Visconde de S. Jeronymo.

O sr. Presidente do Conselho de Ministros: - Estou auctorisado por Sua Magestade a declarar a v. exa. que El Rei receberá a deputação desta camara na quinta feira proxima, pela uma hora da tarde, no palacio da Ajuda.
O sr. Presidente: - Os dignos pares que compõem a deputação que ha de entregar a Sua Magestade o autographo da resposta ao discurso da corôa ouviram a declaração do sr. presidente do conselho, ficam desde já prevenidos do dia e hora em que El-Rei recebe a mesma deputação.

O sr. Ministro da Fazenda: - Leu o seguinte requerimento:

"Em conformidade com a disposição do acto addicional, tenho a honra de pedir á camara dos dignos pares que permitta que o digno par Carlos Bento da Silva, conselheiro do tribunal de contas, accumule, querendo, as funcções deste corpo com as de membro desta camara, durante a actua! sessão legislativa.

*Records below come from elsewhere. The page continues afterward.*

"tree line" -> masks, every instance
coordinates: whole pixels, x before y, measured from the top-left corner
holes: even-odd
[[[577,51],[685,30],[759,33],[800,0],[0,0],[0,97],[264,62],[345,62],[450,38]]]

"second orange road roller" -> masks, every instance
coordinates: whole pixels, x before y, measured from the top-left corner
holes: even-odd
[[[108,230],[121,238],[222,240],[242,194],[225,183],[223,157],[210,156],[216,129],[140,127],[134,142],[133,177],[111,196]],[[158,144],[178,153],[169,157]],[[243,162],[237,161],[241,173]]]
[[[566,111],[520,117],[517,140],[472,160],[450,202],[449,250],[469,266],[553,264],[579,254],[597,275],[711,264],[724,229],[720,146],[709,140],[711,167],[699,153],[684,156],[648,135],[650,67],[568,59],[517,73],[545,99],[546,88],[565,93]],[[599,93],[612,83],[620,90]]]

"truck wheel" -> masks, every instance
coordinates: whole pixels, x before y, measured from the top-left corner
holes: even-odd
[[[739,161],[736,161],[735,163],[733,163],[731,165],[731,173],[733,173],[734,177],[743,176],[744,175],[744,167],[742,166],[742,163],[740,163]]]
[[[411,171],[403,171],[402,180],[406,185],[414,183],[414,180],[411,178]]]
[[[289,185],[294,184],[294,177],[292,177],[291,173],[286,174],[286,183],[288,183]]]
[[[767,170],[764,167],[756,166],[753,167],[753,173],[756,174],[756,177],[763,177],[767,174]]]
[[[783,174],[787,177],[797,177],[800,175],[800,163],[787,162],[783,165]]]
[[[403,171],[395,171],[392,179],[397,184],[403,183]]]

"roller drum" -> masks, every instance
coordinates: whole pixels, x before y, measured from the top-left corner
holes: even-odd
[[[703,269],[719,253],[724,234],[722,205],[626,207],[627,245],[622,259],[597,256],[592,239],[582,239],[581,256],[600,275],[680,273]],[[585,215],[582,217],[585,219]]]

"Sala das sessões, em 26 de janeiro de 1875. = Antonio de Serpa Pimentel."

Lida tambem na mesa e posta d votação, foi approvada.
O sr. Conde de Fornos: - Participo a v. exa. e á camara que a commissão de legislação está constituida, e me fez a honra de nomear para seu presidente. A mesma commissão encarregou-me de pedir á camara consentimento para lhe serem aggregados alguns dignos pares, e vem a ser os srs. Viscondes de S. Jeronymo e de Algés, Sequeira Pinto e Barros e Sá.

O sr. Presidente: - Os dignos pares que approvam que se reunam á commissão de legislação os dignos pares que designou o sr. Conde de Fornos tenham a bondade de se levantar.

Foi approvado.

O sr. Presidente: - A primeira sessão será na proxima sexta feira, e a ordem do dia apresentação de pareceres de commissões.

Está levantada a sessão.

Eram quatro horas e tres quartos da tarde.

Dignos pares presentes á sessão de 26 de janeiro de 1875
Exmos srs.: Marquezes, d'Avila e de Bolama, de Ficalho, de Fronteira, de Monfalim, de Sá da Bandeira, de Sabugosa, de Vallada; Arcebispo de Goa; Bispo de Coimbra; Condes, de Cavalleiros, de Fonte Nova, de Fornos de Algodres, de Linhares, da Louzã, de Mesquitella, da Ribeira Grande, de Rio Maior, da Torre; Bispo de Vizeu; Viscondes, do Alves e Sá, de Benagazil, da Borralha, das Laranjeiras, dos Olivaes, de Portocarrero, da Praia Grande, de Soares Franco, de S. Jeronymo; Barões, de S. Pedro, do Rio Zezere; Moraes Carvalho, Mello e Carvalho, Correia Caldeira, Gamboa e Liz, Mello e Saldanha, Barros e Sá, Fontes Pereira de Mello, Paiva Pereira, Serpa Pimentel, Costa Lobo, Cau da Costa, Xavier da Silva, Xavier Palmeirim, Carlos Bento, Eugenio de Almeida, Rebello de Carvalho, Sequeira Pinto, Montufar Barreiros, Larcher, Andrade Corvo, Martens Ferrão, Lobo d'Avila, Braamcamp, Pinto Bastos, Pestana, Sá Vargas, Vaz Preto, Franzini.